Public Relations Coordinator

Paul Elliott, P.Eng., has been a member of APEGGA since 1971. He received his education in England at Nottingham and Norwich. Paul currently runs his own company, Elliott Engineering Limited.

Paul has volunteered on many committees during his time as an APEGGA member, including the Calgary District Meetings Committee, Calgary Branch Executive, Professional Development Committee, and the University of Calgary Student Liaison Committee. He currently sits on the Investigative Committee and he's also an Outreach volunteer.

Why do you volunteer with APEGGA?
Serving as a volunteer for the first few years you become hooked. You get to know so many people it's impossible to remember all their names. Getting together at annual functions and meeting people in other professions is such a tremendous experience. There is no way you can quit. I love this Association and I would do anything to maintain the high level of professionalism that exists within its membership. The Outreach program is an excellent opportunity to meet teachers and children working at the Grade 3 and 6 levels.

Can you recall a particularly memorable volunteer experience?
There have been many memorable experiences. As the chairman of the Calgary District Meetings Committee I organized a seminar with Roger Boisjoly, P.Eng., as the guest speaker. He was an engineer with Morton Thyokol at the time of the Challenger disaster. I also organized another seminar on the English Channel Tunnel, now commonly referred to as the Chunnel. We brought Richard Storer over from the U.K. to speak about the construction and progress of the Chunnel. On a lighter note, while presenting to a Grade 3 class I was asked by one of the girls if I was married. I think a lot of the volunteer presenters have been asked that question at some time or other.

What made you decide to become an engineer?
My dad had a book titled How it is Made. I must have read most of this book and looked at the pictures hundreds of times. I must have brainwashed myself because all I wanted to do was become a person who builds things.
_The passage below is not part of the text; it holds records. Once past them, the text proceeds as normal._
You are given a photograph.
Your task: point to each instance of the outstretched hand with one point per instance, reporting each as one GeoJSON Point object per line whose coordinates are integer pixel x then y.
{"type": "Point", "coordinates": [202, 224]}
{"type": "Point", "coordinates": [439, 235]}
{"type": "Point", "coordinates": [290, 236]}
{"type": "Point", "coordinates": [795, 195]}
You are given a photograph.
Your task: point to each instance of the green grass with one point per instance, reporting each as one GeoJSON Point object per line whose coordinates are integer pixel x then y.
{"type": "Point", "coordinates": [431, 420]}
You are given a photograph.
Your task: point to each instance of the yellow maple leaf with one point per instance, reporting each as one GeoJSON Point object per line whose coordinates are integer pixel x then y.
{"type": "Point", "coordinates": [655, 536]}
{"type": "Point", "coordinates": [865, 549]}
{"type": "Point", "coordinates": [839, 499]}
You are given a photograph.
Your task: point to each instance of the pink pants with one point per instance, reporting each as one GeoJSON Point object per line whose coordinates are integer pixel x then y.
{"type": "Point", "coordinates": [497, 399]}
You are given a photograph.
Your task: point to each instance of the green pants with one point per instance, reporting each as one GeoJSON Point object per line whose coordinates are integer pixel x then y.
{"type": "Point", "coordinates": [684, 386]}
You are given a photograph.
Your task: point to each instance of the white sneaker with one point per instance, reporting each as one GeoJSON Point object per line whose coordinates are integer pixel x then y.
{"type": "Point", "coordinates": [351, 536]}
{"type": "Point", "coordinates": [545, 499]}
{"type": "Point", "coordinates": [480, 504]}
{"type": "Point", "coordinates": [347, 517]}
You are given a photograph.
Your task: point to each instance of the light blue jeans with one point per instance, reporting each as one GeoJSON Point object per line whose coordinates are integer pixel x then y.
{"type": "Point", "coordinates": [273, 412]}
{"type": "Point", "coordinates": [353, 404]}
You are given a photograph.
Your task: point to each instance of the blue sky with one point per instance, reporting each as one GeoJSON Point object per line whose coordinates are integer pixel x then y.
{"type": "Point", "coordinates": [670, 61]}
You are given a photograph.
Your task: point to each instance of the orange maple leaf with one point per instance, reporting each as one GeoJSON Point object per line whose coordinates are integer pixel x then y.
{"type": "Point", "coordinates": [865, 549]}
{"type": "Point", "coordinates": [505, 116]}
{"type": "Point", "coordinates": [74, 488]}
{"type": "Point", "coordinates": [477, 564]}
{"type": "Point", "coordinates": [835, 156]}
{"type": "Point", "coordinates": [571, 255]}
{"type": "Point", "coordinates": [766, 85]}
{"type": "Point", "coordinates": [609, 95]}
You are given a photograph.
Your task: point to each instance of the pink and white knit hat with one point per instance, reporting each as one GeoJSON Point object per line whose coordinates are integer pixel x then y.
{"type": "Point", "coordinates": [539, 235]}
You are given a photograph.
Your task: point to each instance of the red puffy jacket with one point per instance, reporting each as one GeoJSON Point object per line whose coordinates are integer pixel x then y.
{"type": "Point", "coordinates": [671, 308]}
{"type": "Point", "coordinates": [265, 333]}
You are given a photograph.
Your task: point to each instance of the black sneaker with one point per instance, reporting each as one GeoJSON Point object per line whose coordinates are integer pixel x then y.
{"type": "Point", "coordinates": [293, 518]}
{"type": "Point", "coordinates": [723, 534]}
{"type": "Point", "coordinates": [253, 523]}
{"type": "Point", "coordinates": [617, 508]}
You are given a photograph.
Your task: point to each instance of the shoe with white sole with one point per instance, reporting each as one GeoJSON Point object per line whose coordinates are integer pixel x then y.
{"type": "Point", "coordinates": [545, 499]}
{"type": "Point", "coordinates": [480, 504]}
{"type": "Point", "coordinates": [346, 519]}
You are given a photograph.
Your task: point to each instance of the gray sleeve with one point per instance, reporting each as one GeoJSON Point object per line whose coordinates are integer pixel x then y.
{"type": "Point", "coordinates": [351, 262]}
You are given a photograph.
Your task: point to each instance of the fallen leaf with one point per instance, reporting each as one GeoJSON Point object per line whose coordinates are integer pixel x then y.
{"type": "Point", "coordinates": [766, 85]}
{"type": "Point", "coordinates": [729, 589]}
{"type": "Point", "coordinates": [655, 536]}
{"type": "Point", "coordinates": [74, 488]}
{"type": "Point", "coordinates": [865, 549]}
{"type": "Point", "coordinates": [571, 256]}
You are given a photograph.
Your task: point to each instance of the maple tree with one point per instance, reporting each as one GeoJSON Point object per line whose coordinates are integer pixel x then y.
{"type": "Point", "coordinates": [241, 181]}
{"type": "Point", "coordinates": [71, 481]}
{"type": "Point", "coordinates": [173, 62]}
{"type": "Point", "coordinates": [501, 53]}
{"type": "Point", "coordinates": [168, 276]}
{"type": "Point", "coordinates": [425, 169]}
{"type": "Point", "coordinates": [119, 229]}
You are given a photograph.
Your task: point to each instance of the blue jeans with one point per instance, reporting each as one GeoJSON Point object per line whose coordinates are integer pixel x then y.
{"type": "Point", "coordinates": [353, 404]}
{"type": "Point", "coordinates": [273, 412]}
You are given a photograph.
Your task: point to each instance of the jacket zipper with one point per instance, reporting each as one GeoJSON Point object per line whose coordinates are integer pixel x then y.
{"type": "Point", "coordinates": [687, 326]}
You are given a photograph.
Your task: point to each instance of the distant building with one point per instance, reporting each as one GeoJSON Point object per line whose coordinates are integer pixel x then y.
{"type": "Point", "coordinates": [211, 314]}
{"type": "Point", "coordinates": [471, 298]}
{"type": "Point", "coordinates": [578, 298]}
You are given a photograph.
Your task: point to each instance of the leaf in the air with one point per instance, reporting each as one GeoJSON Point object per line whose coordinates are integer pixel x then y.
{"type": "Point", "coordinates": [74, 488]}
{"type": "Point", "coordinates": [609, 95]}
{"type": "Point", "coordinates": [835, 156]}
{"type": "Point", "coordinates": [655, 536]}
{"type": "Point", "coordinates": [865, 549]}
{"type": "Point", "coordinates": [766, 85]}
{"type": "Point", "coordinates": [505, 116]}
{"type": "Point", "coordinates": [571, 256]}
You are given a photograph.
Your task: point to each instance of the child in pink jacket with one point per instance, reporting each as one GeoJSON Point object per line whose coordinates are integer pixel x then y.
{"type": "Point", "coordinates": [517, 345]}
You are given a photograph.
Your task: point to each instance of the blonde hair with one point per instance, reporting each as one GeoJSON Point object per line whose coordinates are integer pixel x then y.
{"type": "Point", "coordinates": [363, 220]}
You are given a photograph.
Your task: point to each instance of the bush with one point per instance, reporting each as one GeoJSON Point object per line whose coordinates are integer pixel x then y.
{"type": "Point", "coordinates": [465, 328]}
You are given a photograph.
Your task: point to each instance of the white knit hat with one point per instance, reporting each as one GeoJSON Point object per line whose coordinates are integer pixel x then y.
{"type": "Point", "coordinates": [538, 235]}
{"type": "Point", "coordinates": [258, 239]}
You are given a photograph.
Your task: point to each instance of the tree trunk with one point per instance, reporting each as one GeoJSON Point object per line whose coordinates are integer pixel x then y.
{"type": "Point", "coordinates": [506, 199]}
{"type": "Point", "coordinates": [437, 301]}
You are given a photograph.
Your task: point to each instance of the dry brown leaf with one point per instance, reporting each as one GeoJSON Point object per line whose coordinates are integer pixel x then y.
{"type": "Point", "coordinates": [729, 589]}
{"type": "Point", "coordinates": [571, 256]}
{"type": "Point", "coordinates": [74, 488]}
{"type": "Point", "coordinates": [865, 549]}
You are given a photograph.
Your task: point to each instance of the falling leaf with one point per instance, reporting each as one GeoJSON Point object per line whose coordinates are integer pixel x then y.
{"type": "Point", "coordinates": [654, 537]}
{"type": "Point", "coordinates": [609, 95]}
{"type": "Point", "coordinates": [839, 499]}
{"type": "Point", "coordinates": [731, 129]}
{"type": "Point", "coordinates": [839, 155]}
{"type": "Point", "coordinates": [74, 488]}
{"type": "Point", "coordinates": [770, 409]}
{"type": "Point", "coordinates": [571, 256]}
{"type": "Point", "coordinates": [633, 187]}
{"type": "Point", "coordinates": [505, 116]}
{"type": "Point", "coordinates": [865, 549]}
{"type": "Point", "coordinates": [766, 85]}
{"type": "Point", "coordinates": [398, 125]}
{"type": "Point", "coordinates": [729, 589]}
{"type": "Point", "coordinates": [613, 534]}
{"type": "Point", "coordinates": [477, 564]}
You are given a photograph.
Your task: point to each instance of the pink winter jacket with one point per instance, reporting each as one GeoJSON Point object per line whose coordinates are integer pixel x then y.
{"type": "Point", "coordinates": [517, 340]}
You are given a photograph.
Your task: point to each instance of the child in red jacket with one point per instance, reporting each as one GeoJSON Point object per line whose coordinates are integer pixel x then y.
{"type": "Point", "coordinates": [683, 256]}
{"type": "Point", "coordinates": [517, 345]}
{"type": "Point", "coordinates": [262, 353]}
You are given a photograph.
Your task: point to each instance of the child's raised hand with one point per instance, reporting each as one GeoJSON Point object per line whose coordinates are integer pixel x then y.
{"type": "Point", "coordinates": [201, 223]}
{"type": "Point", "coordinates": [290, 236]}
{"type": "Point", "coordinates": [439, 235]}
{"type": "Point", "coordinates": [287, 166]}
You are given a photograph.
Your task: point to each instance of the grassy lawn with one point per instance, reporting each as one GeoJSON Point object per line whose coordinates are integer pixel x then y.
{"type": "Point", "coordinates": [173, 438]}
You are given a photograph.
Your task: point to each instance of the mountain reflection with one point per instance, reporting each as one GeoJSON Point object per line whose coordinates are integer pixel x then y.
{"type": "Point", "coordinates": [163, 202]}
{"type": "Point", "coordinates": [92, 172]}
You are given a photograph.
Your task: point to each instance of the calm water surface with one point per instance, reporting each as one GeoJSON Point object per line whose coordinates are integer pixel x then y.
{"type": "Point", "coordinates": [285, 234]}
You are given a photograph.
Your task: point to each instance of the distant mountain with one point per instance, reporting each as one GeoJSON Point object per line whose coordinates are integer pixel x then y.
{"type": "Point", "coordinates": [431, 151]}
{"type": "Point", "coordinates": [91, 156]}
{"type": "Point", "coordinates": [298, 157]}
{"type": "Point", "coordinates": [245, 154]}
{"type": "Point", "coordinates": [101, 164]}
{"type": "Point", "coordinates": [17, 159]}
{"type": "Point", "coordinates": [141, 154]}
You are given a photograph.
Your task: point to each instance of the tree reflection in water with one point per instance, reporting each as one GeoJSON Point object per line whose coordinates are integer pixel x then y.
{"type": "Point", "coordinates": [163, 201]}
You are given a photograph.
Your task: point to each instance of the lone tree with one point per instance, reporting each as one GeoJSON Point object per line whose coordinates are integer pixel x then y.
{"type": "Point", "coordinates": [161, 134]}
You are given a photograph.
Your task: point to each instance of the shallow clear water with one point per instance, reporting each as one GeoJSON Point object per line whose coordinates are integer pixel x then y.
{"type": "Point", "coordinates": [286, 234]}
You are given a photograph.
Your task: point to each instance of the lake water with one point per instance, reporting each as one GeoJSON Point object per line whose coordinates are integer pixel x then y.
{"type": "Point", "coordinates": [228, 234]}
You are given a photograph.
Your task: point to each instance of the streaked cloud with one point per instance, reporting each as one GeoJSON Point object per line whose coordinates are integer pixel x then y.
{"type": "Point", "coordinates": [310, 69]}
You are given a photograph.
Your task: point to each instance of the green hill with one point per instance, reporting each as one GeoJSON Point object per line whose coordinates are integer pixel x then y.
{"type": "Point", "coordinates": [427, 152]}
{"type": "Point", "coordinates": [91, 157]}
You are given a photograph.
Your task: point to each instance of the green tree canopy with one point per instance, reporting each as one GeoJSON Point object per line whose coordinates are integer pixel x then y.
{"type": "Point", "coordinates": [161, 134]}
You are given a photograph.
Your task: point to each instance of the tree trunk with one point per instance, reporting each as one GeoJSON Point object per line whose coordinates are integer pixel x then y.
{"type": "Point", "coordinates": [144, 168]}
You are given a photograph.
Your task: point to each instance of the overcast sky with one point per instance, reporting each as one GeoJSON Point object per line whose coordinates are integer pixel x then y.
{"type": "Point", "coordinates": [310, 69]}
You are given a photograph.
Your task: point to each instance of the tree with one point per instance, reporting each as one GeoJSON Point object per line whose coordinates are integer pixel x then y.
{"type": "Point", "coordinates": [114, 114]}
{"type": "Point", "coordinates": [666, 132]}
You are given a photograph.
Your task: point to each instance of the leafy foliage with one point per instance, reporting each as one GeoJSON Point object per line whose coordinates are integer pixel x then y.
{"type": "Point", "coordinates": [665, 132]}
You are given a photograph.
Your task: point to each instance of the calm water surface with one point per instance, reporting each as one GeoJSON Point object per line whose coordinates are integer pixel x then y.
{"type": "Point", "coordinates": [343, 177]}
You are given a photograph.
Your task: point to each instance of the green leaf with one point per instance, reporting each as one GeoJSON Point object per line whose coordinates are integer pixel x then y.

Entering an apprenticeship seemed to be the way to do it, and would you believe it, "Now I are a Injuneer" - I must admit I saw that statement in university in 1970. I like to think that my career has been a blast, it's been exciting, ever since I started in 1950 in Nottingham, England.

Is there a person who has been helpful in your development as a professional?
I would have to say the people who have had the most significant influence on my life are the multitudes of professionals I have come into contact with throughout my time volunteering. I have a great respect for the staff at both the Edmonton and Calgary APEGGA offices, members of many of the committees of the Association and all of the other volunteers I have come in contact with. Also I have great respect for the legal profession and especially those lawyers that work with the Association on the committees.

What are your other hobbies and activities?
I like doing model railways but don't have much time. I make wine and I have to make time for that. I teach five or six classes a week in step aerobics and aquasize and at my young age I not only keep healthy but I also get paid for it. It's a win-win situation. With all of the volunteering that I do there is a bit of time left to watch TV, so my wife tapes the programs we like. That way no time is wasted watching adverts.